The return code of dpkg -s is 0 if the package is installed and 1 if it's not, so the simplest solution I found was:
dpkg -s <pkg-name> 2>/dev/null >/dev/null || sudo apt-get -y install <pkg-name>
Works fine for me...
I had a similar requirement when running test locally instead of in docker. Basically I only wanted to install any .deb files found if they weren't already installed.
# If there are .deb files in the folder, then install them
if [ `ls -1 *.deb 2> /dev/null | wc -l` -gt 0 ]; then
for file in *.deb; do
# Only install if not already installed (non-zero exit code)
dpkg -I ${file} | grep Package: | sed -r 's/ Package:\s+(.*)/\1/g' | xargs dpkg -s
if [ $? != 0 ]; then
dpkg -i ${file}
fi;
done;
else
err "No .deb files found in '$PWD'"
fi
I guess they only problem I can see is that it doesn't check the version number of the package so if .deb file is a newer version, then this wouldn't overwrite the currently installed package.
This one-liner returns 1 (installed) or 0 (not installed) for the 'nano' package..
$(dpkg-query -W -f='${Status}' nano 2>/dev/null | grep -c "ok installed")
even if the package does not exist / is not available.
The example below installs the 'nano' package if it is not installed..
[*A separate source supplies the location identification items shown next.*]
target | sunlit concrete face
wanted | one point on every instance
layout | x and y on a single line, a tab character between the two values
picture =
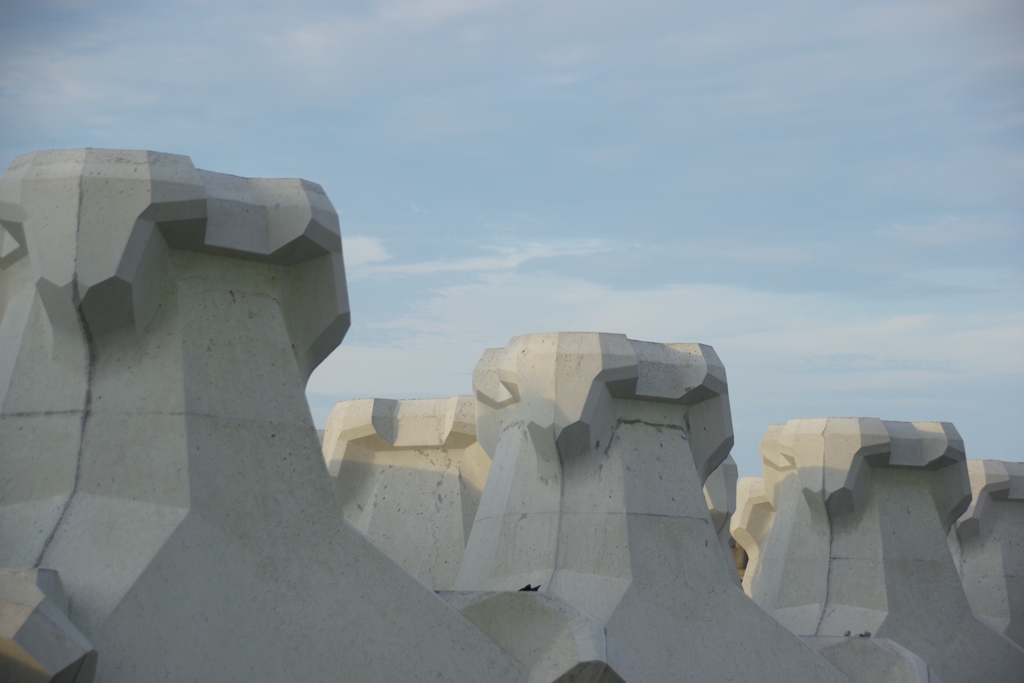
988	546
847	537
409	474
159	323
600	446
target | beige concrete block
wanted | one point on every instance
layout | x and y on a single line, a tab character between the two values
38	642
988	546
159	324
848	536
600	447
409	474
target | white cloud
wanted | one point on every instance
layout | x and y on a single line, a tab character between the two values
505	258
360	250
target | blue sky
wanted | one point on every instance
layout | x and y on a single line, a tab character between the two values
829	194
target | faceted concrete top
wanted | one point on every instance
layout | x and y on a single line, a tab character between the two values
830	457
570	375
86	219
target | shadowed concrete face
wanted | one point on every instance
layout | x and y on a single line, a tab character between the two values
159	323
846	535
988	546
38	642
600	446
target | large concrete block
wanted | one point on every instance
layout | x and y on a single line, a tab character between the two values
555	642
38	642
600	446
409	474
867	659
847	536
159	323
988	546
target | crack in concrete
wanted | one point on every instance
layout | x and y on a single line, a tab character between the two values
90	359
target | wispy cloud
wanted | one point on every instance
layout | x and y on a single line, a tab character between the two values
503	258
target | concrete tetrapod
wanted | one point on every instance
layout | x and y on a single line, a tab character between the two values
988	546
409	474
38	642
599	447
159	323
720	496
848	538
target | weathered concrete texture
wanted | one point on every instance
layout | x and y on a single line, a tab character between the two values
555	642
600	446
872	659
409	474
38	642
751	522
988	546
720	495
849	537
158	327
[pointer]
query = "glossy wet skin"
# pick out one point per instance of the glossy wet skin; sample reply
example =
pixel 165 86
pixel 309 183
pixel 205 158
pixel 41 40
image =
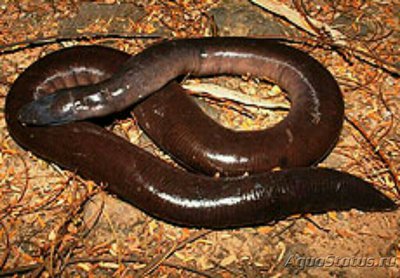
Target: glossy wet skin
pixel 160 190
pixel 306 135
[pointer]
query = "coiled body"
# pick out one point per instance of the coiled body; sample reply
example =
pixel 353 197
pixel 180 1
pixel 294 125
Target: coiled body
pixel 305 136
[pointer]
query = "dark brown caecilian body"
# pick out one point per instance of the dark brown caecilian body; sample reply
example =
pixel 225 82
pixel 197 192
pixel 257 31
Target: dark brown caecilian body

if [ $(dpkg-query -W -f='${Status}' nano 2>/dev/null | grep -c "ok installed") -eq 0 ];
then
apt-get install nano;
fi
I've settled on one based on Nultyi's answer:
MISSING=$(dpkg --get-selections $PACKAGES 2>&1 | grep -v 'install$' | awk '{ print $6 }')
# Optional check here to skip bothering with apt-get if $MISSING is empty
sudo apt-get install $MISSING
Basically, the error message from dpkg --get-selections
is far easier to parse than most of the others, because it doesn't include statuses like "deinstall". It also can check multiple packages simultaneously, something you can't do with just error codes.
Explanation/example:
$ dpkg --get-selections python3-venv python3-dev screen build-essential jq
dpkg: no packages found matching python3-venv
dpkg: no packages found matching python3-dev
screen install
build-essential install
dpkg: no packages found matching jq
So grep removes installed packages from the list, and awk pulls the package names out from the error message, resulting in MISSING='python3-venv python3-dev jq'
, which can be trivially inserted into an install command.
I'm not blindly issuing an apt-get install $PACKAGES
because as mentioned in the comments, this can unexpectedly upgrade packages you weren't planning on; not really a good idea for automated processes that are expected to be stable.